👉 Data Engineering Fundamental Series - Discovery
👉 Data Engineering Fundamental YouTube Video
In the discovery process, we take a look at the data that is available for our analysis. We are using the MTA turnstiles information which is available at this location:
http://web.mta.info/developers/turnstile.html
We can download a single file to take a look at the data structure and make the following observations about the data:
- It is available in weekly batches every Sunday
- The information is audited in blocks of fours hours apart
- The date and time field are on different columns
- The cumulative entries are on the ENTRIES field
- The cumulative exits are on the EXITS field
- This data is audited in blocks of fours hours apart
Name | Description |
---|---|
C/A | Control Area (A002) (Booth) |
UNIT | Remote Unit for a station (R051) |
SCP | Subunit Channel Position represents an specific address for a device (02-00-00) |
STATION | Represents the station name the device is located at |
LINENAME | Represents all train lines that can be boarded at this station. Normally lines are represented by one character. LINENAME 456NQR repersents train server for 4, 5, 6, N, Q, and R trains. |
DIVISION | Represents the Line originally the station belonged to BMT, IRT, or IND |
DATE | Represents the date (MM-DD-YY) |
TIME | Represents the time (hh:mm:ss) for a scheduled audit event |
DESc | Represent the "REGULAR" scheduled audit event (Normally occurs every 4 hours). Audits may occur more that 4 hours due to planning, or troubleshooting activities.
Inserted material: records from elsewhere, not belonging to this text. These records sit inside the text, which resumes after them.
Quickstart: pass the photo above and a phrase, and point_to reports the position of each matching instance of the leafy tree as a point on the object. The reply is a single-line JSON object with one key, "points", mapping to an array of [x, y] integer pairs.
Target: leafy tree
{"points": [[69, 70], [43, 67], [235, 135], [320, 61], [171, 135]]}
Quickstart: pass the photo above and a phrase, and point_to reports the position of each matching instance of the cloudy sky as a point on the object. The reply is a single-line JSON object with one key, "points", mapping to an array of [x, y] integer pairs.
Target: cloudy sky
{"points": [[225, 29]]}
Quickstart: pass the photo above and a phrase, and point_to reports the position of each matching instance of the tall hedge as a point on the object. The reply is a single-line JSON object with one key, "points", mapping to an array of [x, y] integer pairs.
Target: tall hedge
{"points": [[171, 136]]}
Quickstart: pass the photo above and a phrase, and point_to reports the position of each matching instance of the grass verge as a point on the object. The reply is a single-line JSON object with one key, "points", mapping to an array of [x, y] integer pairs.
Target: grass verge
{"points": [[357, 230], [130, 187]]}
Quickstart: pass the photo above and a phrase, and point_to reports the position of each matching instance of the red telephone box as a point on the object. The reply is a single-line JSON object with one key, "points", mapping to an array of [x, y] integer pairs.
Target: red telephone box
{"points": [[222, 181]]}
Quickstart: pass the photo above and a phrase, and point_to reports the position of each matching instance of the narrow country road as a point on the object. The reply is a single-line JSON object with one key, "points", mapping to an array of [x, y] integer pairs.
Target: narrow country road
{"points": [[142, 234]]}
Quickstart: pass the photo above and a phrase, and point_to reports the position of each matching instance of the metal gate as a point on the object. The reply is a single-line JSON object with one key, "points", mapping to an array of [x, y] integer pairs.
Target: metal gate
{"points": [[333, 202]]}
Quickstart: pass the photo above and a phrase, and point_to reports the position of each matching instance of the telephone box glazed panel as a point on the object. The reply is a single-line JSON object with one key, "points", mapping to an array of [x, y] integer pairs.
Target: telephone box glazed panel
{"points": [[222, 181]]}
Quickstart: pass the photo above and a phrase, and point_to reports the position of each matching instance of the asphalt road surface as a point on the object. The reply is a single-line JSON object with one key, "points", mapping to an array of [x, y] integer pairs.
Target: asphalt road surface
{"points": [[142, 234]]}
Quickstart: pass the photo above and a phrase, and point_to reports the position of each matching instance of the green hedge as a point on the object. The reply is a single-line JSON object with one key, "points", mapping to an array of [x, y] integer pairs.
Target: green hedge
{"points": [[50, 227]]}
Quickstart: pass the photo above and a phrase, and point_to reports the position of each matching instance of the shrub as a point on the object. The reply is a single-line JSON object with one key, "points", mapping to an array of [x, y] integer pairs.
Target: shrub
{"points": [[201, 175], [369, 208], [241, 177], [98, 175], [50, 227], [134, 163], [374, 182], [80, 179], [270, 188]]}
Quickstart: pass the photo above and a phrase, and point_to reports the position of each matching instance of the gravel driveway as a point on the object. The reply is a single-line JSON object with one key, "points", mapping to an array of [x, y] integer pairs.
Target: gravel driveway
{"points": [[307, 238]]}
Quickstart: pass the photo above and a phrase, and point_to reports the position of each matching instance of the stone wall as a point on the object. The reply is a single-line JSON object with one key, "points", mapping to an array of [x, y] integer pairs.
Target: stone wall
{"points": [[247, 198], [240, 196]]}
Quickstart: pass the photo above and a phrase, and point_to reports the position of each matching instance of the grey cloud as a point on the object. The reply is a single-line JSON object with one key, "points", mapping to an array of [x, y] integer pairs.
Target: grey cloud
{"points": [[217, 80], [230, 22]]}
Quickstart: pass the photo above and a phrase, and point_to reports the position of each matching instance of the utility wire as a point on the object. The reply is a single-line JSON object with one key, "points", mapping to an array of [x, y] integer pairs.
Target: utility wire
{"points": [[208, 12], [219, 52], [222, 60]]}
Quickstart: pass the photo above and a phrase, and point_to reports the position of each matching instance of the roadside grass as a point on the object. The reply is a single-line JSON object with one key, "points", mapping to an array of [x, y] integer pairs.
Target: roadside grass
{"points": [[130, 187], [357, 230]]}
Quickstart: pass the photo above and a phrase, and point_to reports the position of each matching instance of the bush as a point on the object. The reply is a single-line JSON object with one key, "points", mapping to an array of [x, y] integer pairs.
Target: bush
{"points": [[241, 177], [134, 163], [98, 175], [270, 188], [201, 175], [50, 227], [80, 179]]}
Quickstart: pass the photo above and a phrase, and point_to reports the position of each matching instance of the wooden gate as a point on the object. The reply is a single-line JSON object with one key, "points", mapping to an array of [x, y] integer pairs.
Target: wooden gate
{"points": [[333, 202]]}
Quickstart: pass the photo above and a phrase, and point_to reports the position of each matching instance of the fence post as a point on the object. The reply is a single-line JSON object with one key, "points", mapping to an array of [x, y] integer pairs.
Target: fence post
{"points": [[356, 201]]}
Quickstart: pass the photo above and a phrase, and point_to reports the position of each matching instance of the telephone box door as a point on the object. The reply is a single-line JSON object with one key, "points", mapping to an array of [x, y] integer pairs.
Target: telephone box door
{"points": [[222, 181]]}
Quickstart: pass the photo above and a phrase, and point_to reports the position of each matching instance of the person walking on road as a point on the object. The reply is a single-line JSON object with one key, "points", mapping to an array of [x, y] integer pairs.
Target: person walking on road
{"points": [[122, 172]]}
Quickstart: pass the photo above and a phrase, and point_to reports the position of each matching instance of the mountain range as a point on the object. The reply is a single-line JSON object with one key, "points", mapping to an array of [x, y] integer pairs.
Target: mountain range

Additionally, there may be a "RECOVR AUD" entry: This refers to missed audit that was recovered. |
ENTRIES | The cumulative entry register value for a device |
EXIST | The cumulative exit register value for a device |
The data below shows the entry/exit register values for one turnstile at control area (A002) from 09/27/14 at 00:00 hours to 09/29/14 at 00:00 hours
C/A | UNIT | SCP | STATION | LINENAME | DIVISION | DATE | TIME | DESC | ENTRIES | EXITS |
---|---|---|---|---|---|---|---|---|---|---|
A002 | R051 | 02-00-00 | LEXINGTON AVE | 456NQR | BMT | 09-27-14 | 00:00:00 | REGULAR | 0004800073 | 0001629137 |
A002 | R051 | 02-00-00 | LEXINGTON AVE | 456NQR | BMT | 09-27-14 | 04:00:00 | REGULAR | 0004800125 | 0001629149 |
A002 | R051 | 02-00-00 | LEXINGTON AVE | 456NQR | BMT | 09-27-14 | 08:00:00 | REGULAR | 0004800146 | 0001629162 |
Based on observations, the following conclusions can be made:
- Merge the DATE and TIME columns and create a date time column, CREATED
- The STATION column is a location dimension
- The CREATED column is the datetime dimension to enable the morning and afternoon timeframes
- The ENTRIES column is the measure for entries
- The EXITS column is the measure for exits
- A gate can be identified by using the C/A, SCP and UNIT columns
These observations can be used to define technical requirements that can enable us to deliver a successful project.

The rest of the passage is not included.